The use of religion to promote weight loss is not new, according to Dr. Griffith. In 1957, a well-known Presbyterian minister and writer published his book Pray Your Weight Away. Many other authors followed this trend in the 1960s and 1970s, resulting in books such as I Prayed Myself Slim, Devotions for Dieters, God’s Answer to Fat, Slim for Him, and (perhaps the most evocative title of all) More of Jesus, Less of Me. Some of these books sold more than a million copies worldwide and spawned mid-sized industries of diet products, exercise videos, and low-calorie cookbooks. Authors and purveyors of these products agreed that, as one insisted, God “wants us aware that sloppy fat, hanging all over the place (or even well girdled) is not a good Christian witness.”

That message persisted into the 1980s and 1990s, attracting thousands of new adherents to the gospel of diet with the claim that authentic religious faith would result in the “promised land” of a thin body.

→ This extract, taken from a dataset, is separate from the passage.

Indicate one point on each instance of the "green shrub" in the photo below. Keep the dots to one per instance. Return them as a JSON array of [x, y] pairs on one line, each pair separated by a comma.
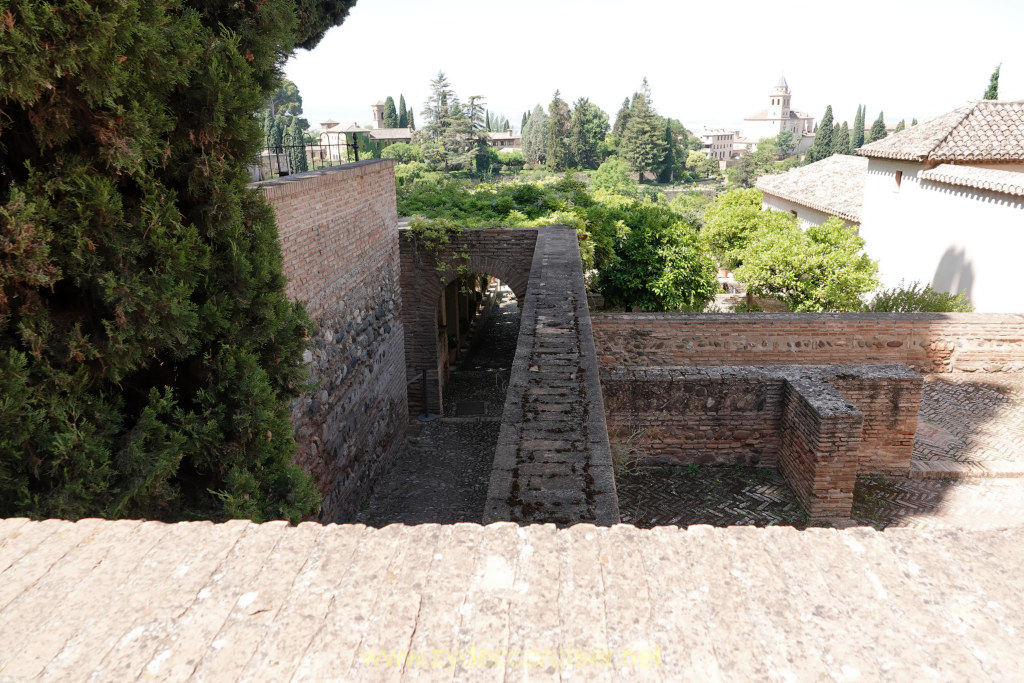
[[904, 299]]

One former bulimic, Stormie Omartian, showed somewhat more caution by urging readers to love their bodies no matter what shape they were in; ironically, her own perfectly chiseled body on the cover of her books and exercise videos set an unrealistically skinny standard. Today’s most popular Christian diet guru, Gwen Shamblin, a registered dietitian, teaches that thinness is a matter of religious obedience, so that even five extra pounds upon an otherwise lean body is a sign of sin.

The Weight Down Diet

Shamblin’s 1997 book, The Weigh Down Diet (published by Doubleday) sold well over a million copies within a year and is still found in larger bookstores across the country. Shamblin, a charismatic speaker, travels across the country giving seminars that urge Christians to lose weight for God. In her new book, Rise Above: God Can Set You Free from Your Weight Problems Forever, Shamblin promises to deliver readers from the “bondage” of food with motivation and heart-changing cultivation. Her message that fat equals sin is reaching a very receptive audience. In a typical convention held in Nashville last July, scores of formerly obese women and men lined the stage to witness tearfully to the pounds Shamblin’s program had helped them lose, while audience members of all body types sat enraptured by those testimonies.

Some critics have noted that the second book goes over familiar territory, but has new and harsher doctrines as well. One troubling necessity promoted by the book is submission, particularly wifely surrender to a husband, as well as employees’ submission to their employers.

Dr. Griffith points out that while programs such as Shamblin’s may have some success in helping the obese to reach and maintain healthier body weights, the impact upon women who may already be prone to body obsessions and eating disorders seems mixed at best and dangerous at worst. Because the most successful religious diet programs are fundamentalist or evangelical, they maintain strict norms of right and wrong that can be highly conducive to guilt and shame. Especially since the 1980s, thinness has been a crucial element of “true Christian womanhood” in that religious culture, which is part of the explanation for the growing popularity of these self-designated Biblical diet programs.